Непроизвольное шевеление руки подергивало изображение, до синевы раскаленный шар звезды вздрагивал вместе с шевелящимися вокруг него протуберанцами.
— … Следите за звездочками поодаль…
Мгновения начала Антон не успел уловить. Звездный, крупнее Солнца, шар стремительно вспух, выгнулся лепестками пронзительно белого пламени, заметался, как огонек свечи на ветру.
И потух.
Но не это громом ударило по нервам. Там, где только что пылала звезда, закрутилось черное, непроглядное месиво, словно само Пространство скручивалось в бездонной, все отрицающей мясорубке, и ближние искорки звезд бешено заплясали по краям этого гибельного водоворота.
Изображение, мигнув, погасло.
— Таким вот образом, — опуская руку, тихо сказал Эль Шорр. — Всего несколько часов назад мы задействовали всю мощность оружия, результат перед вами. Теперь вы знаете об оружии почти все, что известно нам. К чему скрывать? Быть может, святоши правы: творцам такой силы только и осталось, что погрузиться в Нирвану, чтобы больше не действовать, не желать, не стремиться. Но у нас нервы покрепче!
Эль Шорр жадно втянул в себя аромат палочки, его расширенные зрачки подернулись тем же бездонным мраком, что минуту назад расползался по космосу, или так показалось Антону. Страх, тот самый липкий, вяжущий, знакомый по снореальности страх сжал его горло.
— Значит, все как у питекантропа, который на обочине нашел атомный пистолет? — Антон едва слышал собственный голос, но обращенная в насмешку злость придала ему должную силу. — Нашел и, спуская курок, догадался повернуть дуло не на себя? А хватит ли зарядов, он не подумал?

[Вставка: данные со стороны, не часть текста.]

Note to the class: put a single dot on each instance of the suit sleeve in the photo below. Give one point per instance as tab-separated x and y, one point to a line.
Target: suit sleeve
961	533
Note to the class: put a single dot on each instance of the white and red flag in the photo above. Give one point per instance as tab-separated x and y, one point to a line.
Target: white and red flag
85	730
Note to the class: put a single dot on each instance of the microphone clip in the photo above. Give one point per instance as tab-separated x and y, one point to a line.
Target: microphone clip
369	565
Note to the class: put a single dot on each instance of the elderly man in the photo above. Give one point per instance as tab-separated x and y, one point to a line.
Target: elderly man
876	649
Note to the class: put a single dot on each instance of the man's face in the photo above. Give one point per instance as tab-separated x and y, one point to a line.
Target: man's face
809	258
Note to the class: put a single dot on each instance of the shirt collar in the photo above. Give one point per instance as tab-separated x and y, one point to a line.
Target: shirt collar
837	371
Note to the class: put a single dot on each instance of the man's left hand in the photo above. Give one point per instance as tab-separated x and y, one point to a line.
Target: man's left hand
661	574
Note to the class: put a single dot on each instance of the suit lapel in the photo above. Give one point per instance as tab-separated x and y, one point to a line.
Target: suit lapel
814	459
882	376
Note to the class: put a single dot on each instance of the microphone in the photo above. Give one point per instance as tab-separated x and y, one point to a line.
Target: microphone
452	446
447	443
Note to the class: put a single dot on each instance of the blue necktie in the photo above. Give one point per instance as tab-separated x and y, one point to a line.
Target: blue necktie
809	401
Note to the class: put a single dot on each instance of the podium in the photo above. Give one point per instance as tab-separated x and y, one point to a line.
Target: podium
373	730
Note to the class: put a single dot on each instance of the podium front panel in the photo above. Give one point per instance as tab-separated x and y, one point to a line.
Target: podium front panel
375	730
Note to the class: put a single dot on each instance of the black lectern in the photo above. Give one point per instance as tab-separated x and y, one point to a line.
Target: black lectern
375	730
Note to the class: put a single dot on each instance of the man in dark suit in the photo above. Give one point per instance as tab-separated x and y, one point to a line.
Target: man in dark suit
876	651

— Представьте себе, подумал, — Эль Шорр тяжело усмехнулся. — Энергии, или уж там не знаю чего, хватит, чтобы сокрушить сотню звездных систем, это наши ученые чимандры гарантируют, Ясна ситуация? Ваши наблюдатели, очевидно, уже заметили кое-какой в небесах непорядок и сделали должные выводы. Не имеет значения. Теперь уже ничто не имеет значения, поняли? Личная свобода — это все, что вы можете получить. Через несколько дней вас всех выкинут за пределы Империи. Но знайте, что следом за вами с того же космодрома стартует весь флот во главе с «Решительным»! Спешите на Землю, рассказывайте всем о силе, перед которой ничто не может устоять, мне нужны целехонькие планеты, а не дыры Пространства! Надеюсь, у вас хватит благоразумия не сопротивляться. И не все ли равно, удержится ли Падишах на престоле или на трон взойду я? По крайней мере от меня вы можете ждать меньших глупостей и ошибок. Скажу больше. Если вы перейдете на мою сторону, то я их вовсе не допущу. Поверьте, я искренен. Мне не с кем, не с кем поделиться замыслами, получить умный совет и остережение, вокруг сплошь завистники, интриганы, тупицы, нет воздуха! Соглашайтесь. Мы сошлись, как враги, но, странное дело, глядя на вас, разговаривая с вами, я не испытываю всегдашней тоски и оглядки.